Enterprise AI company Indico wants to give back to the open-source community that it says has helped their technology develop with the release of this week’s highlighted open-source project. Indico’s Enso Python library is an open-source codebase designed to standardize a way to test transfer learning techniques for training natural language processing models.
While transfer learning, which utilizes knowledge gained from prior machine-learning tasks to speed up later tasks, has proven successful in computer vision and image classification applications, greatly reducing the number of images needed to make subsequent identifications, Indico says that the technique is greatly unproven for natural language processing.
“The Enso project is focused on addressing a core set of interrelated problems that underlie these limitations,” the company wrote in the release announcement. Problems include:
- “A lack of academic reproducibility. Due to the use of custom datasets and variations in coding practices, it is difficult to determine whether a new methodology is truly effective.
- Weak baseline benchmarks that limit general applicability. It is important to evaluate new methods on a broad range of datasets to determine whether or not a new approach represents a substantial improvement over alternatives.
- ‘Overfitting’ to specific datasets. Many of the models used for benchmarking are tied to specific datasets making it too difficult to take a model trained for one domain and train it on another.”
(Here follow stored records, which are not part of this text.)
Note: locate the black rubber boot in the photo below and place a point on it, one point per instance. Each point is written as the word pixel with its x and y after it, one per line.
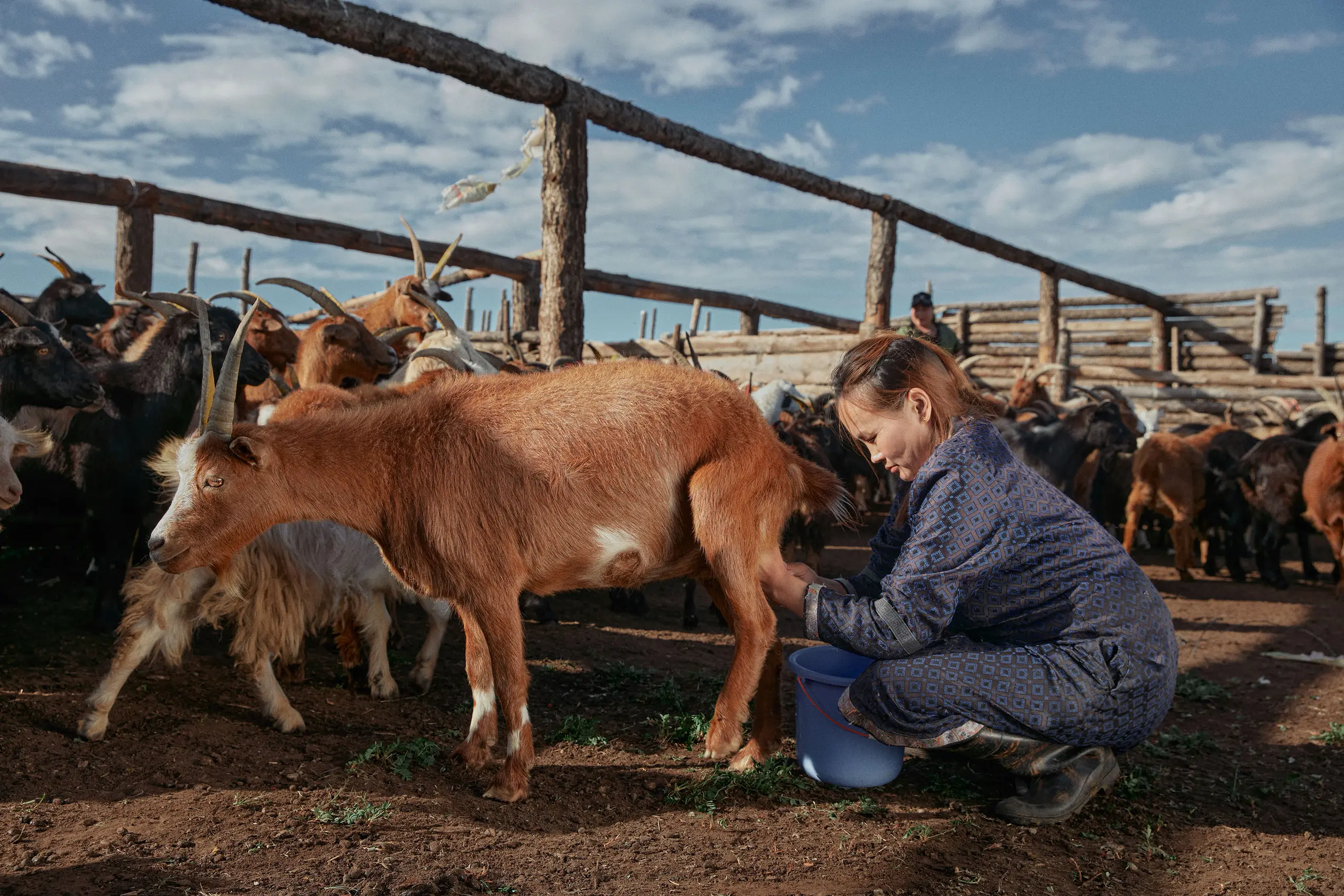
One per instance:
pixel 1054 781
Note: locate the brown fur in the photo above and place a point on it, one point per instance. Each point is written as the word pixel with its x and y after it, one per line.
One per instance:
pixel 1170 480
pixel 1323 491
pixel 479 488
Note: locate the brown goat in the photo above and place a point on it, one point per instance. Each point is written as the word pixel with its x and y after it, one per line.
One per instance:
pixel 480 488
pixel 1168 478
pixel 1323 492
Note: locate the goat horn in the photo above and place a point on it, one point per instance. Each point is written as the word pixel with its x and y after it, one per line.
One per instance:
pixel 1044 370
pixel 443 262
pixel 324 300
pixel 416 250
pixel 14 309
pixel 390 335
pixel 165 304
pixel 223 406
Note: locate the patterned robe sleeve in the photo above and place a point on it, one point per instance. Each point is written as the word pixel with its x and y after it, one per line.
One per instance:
pixel 942 561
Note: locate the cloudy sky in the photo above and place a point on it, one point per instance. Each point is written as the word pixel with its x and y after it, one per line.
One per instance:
pixel 1179 147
To counter this, Indico has designed Enso to adhere to a deliberately laid-out workflow. The steps, as listed on the project’s GitHub, are:
- All examples in the dataset are “featurized” via a pre-trained source model (python -m enso.featurize)
- Re-represented data is separated into train and test sets
- A fixed number of examples from the train set is selected to use as training data via the selected sampling strategy
- The training data subset is optionally over or under-sampled to account for variation in class balance
- A target model is trained using the featurized training examples as inputs (python -m enso.experiment)
- The target model is benchmarked on all featurized test examples
- The process is repeated for all combinations of featurizers, dataset sizes, target model architectures, etc.
- Results are visualized and manually inspected (python -m enso.visualize)
“Measuring how well methods perform as the amount of training data increases is critical,” said Madison May, Indico machine learning architect and co-founder. “In real life examples, we often need to select for methods that perform well with only a few hundred labeled training examples. By providing a standard interface for benchmarking, we believe Enso can facilitate the development of more generalized models that have greater value to a broader base of users.”
Indico Enso is compatible with Python 3.4 or higher and more detailed documentation can be found through its GitHub.